Özgüven ve güç vardı. Etkili Medyası vardı.
Maddi güç ise hesap makinelerinin bile hesaplayamayacağı kadar büyüktü.
Yeri gelmişken, dikkatinizi çekti mi, Recep abimin çevresindeki yakın korumalar sık sık ve topluca değiştiriliyor.
Neden?
Yanıtı arayanlar, emniyet ve polis akademisinin kimin kontrolünde olduğuna bir baksın.
Devam edelim, Recep abimin hiç kimse ile iktidarı paylaşmayacağı da ortada.
Tek adamlıktan, hiçbir şey ve kimse için vazgeçmeyeceğini dünya alem biliyor.
“Seni uzaktan sevmek aşkların en güzeli “ şarkısı eşliğinde , “Taş yerinde ağırdır” söylemiyle Hoca gelmesin kararı cemaate bildirildi.
Son Türkçe olimpiyatları, bozulan ilişkilerin ve imajın düzeltilmesi için fırsat olarak kullanıldı. Recep abimgil tam kadro İstanbul’daki galaya gittiler.
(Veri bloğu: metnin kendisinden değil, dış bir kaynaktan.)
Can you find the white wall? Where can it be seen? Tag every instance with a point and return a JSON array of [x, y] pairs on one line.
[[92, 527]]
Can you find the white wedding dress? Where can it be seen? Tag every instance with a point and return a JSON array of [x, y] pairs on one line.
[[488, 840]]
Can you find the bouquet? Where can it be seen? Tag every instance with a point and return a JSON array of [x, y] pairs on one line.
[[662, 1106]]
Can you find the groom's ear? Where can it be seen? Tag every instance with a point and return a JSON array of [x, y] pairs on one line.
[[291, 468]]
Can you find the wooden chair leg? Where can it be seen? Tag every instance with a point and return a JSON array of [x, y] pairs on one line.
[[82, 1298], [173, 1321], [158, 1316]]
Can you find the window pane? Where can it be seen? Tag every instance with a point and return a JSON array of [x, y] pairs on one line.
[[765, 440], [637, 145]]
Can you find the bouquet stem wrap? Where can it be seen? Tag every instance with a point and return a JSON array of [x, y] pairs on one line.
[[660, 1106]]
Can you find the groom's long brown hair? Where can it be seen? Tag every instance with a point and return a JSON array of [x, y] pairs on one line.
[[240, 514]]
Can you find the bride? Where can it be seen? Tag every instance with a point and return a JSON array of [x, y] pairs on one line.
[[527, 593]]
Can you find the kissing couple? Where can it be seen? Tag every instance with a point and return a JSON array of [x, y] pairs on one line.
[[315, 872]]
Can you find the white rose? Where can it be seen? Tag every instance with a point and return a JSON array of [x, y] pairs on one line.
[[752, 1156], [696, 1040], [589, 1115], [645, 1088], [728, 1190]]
Konuşmalar, karşılıklı mesajlar verildi.
Amma velakin, ilişkiler yara almıştı, öyle kolay kolay düzelmezdi.
Yerel seçimler yaklaştıkça, demokratikleşme paketinin kesmediği PKK saldırı düzenlemesin, terörü başlatmasın, şehit haberi gelmesin hesabıyla Apo ve Kandil ile görüşmeler hızlandı.
Onlar da, daha önce kapatılacağı dillendirilmiş olan dershane ve yurtları, açılması düşünülen özel üniversiteleri yeniden gündeme getirdiler. Hadi ama sabrımız taşıyor dediler.
Rivayet o dur ki, Diyarbakır şovuna katılan Keko Barzani de, “Canım altı üstü dershane değil mi. Kapatın gitsin. Kandil’dekileri bu yüzden kızdırmayın. Barışı tehlikeye atmayın” demiş.
Şimdi zurnanın zırt dediği yere geldik.
Recep abimgil, şartları yerine getirmek için sadece Doğu ve Güneydoğu’daki dershane ve yurtları kapatsalar pazarlık ortaya çıkacak. İtibar zedelenecek. Öyleyse geriye kalan en iyi yol, tüm Türkiye’deki dershaneleri kapatarak konuyu kamufle etmek.
Recep abimgilde, “Cemaatle bir şekilde ortak paydada birleşmenin yolları bulunur, ama PKK saldırmaya başlarsa, o zaman yandı gülüm keten helva” düşüncesi ağır bastı.
Cemaat ise olaya, “vay be PKK’nın talebi için bizi harcıyorsunuz” diye tepki göstererek, gerek liderlerinin ağzından gerek medyasından gerekse AKP içindeki milletvekillerinin ağzından olabilecekler konusunda mesajları ve üstü kapalı tehditler veriyor.
Ama tüm bunlar olurken, perde arkasında Fetullah Gülen’in Türkiye’ye dönme isteği yeniden ve daha sert bir biçimde gündeme geldi.
Hatırlayacaksınız, birkaç ay önce Gülen ABD’de ameliyat geçirdi. Ayrıca, yaşa bağlı olarak yeni sağlık sorunları da ortaya çıkıyor. İşte bu nedenle son dönemde perde arkasında, Cemaat temsilcilerinin “Artık geri dönmeli, geri kalan ömrümü burada geçirmeli” baskısı arttı.
Gülen, şimdiye kadar, bu konudaki sorulara, “Dönüşüm için atmosfer uygun değil. Gelişimin bazı çevrelerde sıkıntı yaratmasını, sorunlara yol açmasını istemem” demişti.
Adına uzman ve gazeteci denilen bazı çok bilmişler ise Gülen’in bu sözlerle Atatürkçü çevreleri işaret ettiğini söylüyordu. Oysa Fetullah Gülen’in işaret ettiği rahatsızlık duyacak çevreler Recep abimgildi.
Cemaat elindeki kasetleri piyasa sürecek haberleri prim yapıyor. Ben size söyleyeyim, bu pilav daha çok su kaldırır. İki taraf ta, kamuoyu önünde, hele yerel seçimler öncesinde birbirini yaralamaz. Sonuçta hedef ve çıkarlar aynı noktaya çıkıyor.
“Dershaneler kapanıp, özel okul olsa, Cemaate ne zararı var ki” şeklindeki değerlendirmelere de ayrıca bir yazı yazacağım.